The debate occurred before a packed audience of 250 people. Campus police were present and the atmosphere was initially tense. Remarks were restrained but pointed, and each side received its share of applause. After the debate, I received 5 emails from faculty who criticized my decision to debate, but more than 50, half from faculty and half from graduate or postdoctoral trainees, thanking me for explaining and defending in public their efforts to make the world a better place. When my bioethics colleague Robert Streiffer and I surveyed faculty about animal research issues in 2017, a large majority thought that university spokespersons were not communicating enough about animal research.14 We also evaluated how species, research purpose, and the potential for animal discomfort influenced their views about the acceptability of animal-based research.15,16 The people who viewed animal-based research as a way to improve human and animal health thought that this work deserved written and oral support from their organizations, public explanations of the legal and ethical checks and balances they must address, and acknowledgment of their concern for animal wellbeing. If our decisions to use animals are not openly and honestly defended, then others may question those decisions.

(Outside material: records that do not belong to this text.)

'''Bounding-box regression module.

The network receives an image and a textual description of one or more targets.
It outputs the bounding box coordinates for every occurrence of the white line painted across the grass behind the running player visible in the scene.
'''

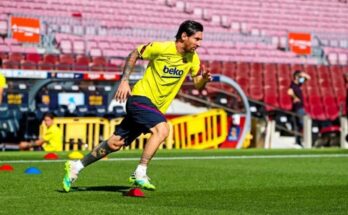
[0,154,348,163]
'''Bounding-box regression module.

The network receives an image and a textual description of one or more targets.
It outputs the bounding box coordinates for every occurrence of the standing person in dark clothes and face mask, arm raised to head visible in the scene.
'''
[288,70,311,146]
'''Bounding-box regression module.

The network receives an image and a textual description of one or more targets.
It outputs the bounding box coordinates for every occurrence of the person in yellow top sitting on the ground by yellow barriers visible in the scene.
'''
[19,113,63,152]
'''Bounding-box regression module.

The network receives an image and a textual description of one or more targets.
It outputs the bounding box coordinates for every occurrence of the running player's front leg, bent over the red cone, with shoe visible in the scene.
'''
[130,122,169,190]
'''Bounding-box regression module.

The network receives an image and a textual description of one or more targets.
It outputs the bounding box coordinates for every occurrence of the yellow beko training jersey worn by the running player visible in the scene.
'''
[132,41,200,113]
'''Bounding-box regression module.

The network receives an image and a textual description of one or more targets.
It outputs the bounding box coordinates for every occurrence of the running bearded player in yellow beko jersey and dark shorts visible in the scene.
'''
[63,20,211,192]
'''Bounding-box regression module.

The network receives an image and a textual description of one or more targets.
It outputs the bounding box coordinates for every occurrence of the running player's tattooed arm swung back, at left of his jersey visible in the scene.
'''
[115,50,139,102]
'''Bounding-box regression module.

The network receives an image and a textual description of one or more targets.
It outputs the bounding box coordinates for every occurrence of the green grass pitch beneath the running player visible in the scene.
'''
[0,149,348,215]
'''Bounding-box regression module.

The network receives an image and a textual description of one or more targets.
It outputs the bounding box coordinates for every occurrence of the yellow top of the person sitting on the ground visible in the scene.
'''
[42,125,63,152]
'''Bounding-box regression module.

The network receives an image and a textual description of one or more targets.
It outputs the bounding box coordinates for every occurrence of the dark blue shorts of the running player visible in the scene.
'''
[114,96,167,146]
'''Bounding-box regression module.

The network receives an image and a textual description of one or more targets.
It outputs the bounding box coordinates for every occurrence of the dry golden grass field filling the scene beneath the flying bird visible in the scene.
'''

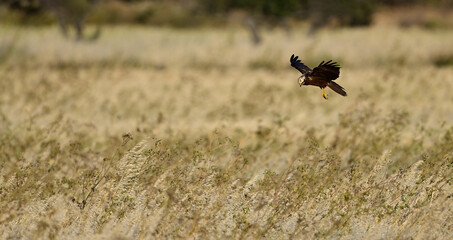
[0,26,453,239]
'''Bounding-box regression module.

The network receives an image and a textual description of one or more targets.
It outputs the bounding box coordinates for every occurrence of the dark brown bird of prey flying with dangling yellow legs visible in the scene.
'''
[289,54,347,99]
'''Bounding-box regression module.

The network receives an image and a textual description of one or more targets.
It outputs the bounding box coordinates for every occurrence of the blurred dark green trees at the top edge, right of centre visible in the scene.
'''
[199,0,377,43]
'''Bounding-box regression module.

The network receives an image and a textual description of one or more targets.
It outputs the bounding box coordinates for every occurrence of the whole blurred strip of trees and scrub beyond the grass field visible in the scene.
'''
[0,0,453,39]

Finally, circling back, remember that every investigator should not be expected to speak publicly about his or her work. In my view, such defense should be provided as an organizational best practice. If you want to participate in outreach, consider the following points: 1) join or create a team that can knowledgeably and honestly address public concerns; 2) take the time necessary to understand the opposition and their ethical positions; 3) be certain that your own animal program is in good order; and 4) keep at it. In my experience, many people will support some types of animal research if they understand both the pros and the cons, but without trustworthy voices to speak for animal research, public support is unlikely to increase.
Future Directions
The approach to public communication about complex and often controversial science is a science in its own right,7 and the topic of animal research would benefit from additional scrutiny by science communication experts. This is also the conclusion of a consensus report titled “Developing a collaborative agenda for humanities and social scientific research on laboratory animal science and welfare.”4 Designing and applying quantitative measures of communication effectiveness will improve our efforts to provide the public with the information it needs in a form it can use, thereby strengthening their ability to make informed decision about whether and how animal research should be supported and regulated in our societies.